Per stessa ammissione di
Bestial Devotion, membro unico degli americani
Funereal Presence,
"Achatius", il secondo lavoro per la band, è un album vecchio di 30 anni.
Una ammissione di mancanza di originalità che sembra non interessare minimamente il Nostro il quale, piuttosto, è molto più concentrato nel mettere in evidenza la sua "fuck you attitude" ed a suonare un tipo di musica che, ormai, nessuno sembra più voler suonare.
In effetti
"Achatius" è un album di metal estremo che si colloca, dal punto di vista temporale, tra la seconda metà degli anni '80 ed i primi anni '90 quando la netta distinzione oggi esistente tra thrash, death e black non era invece netta per niente e tutti "giocavano" ad essere uno più estremo dell'altro.
Ecco, i
Funereal Presence suonano esattamente quel genere, adoperano le stesse tecniche di registrazione e ci offrono quattro lunghissimi brani, tutti sopra gli undici minuti, nei quali rabbia, riffing tagliente, blasfemia, attitudine old style, oscurità ed ossessione per quello che, secondo il gruppo, dovrebbe essere il cuore del black metal, convivono all'insegna di una lunga, ribollente colata di metallo fuso.

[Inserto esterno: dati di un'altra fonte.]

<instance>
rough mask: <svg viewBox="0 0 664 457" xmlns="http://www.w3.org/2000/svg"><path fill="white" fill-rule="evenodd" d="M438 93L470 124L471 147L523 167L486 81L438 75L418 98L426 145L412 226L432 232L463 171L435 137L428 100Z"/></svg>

Al di là di tutto questo, com'è l'album?
Bella domanda...
Se lo dovessimo giudicare in chiave "moderna", commetteremmo un errore visto quello che abbiamo tra le mani.
Se invece lo giudicassimo facendo finta di essere, che ne so nel 1989, allora
"Achatius" sarebbe un lavoro interessante, vario nel suo incedere, ben amalgamato tra irruenza e momenti più cadenzati, ma anche un lavoro non particolarmente brillante perché privo di spunti davvero esaltanti, per quanto piacevole da ascoltare.
Dunque dove sta la "verità"?
Come direbbe il saggio: nel mezzo.
"Achatius" è un album sufficiente, che ho ascoltato un paio di volte e che, certamente, non ascolterò più, sebbene io sia piuttosto anziano.
I più nostalgici tra di voi, invece, potrebbero amarlo.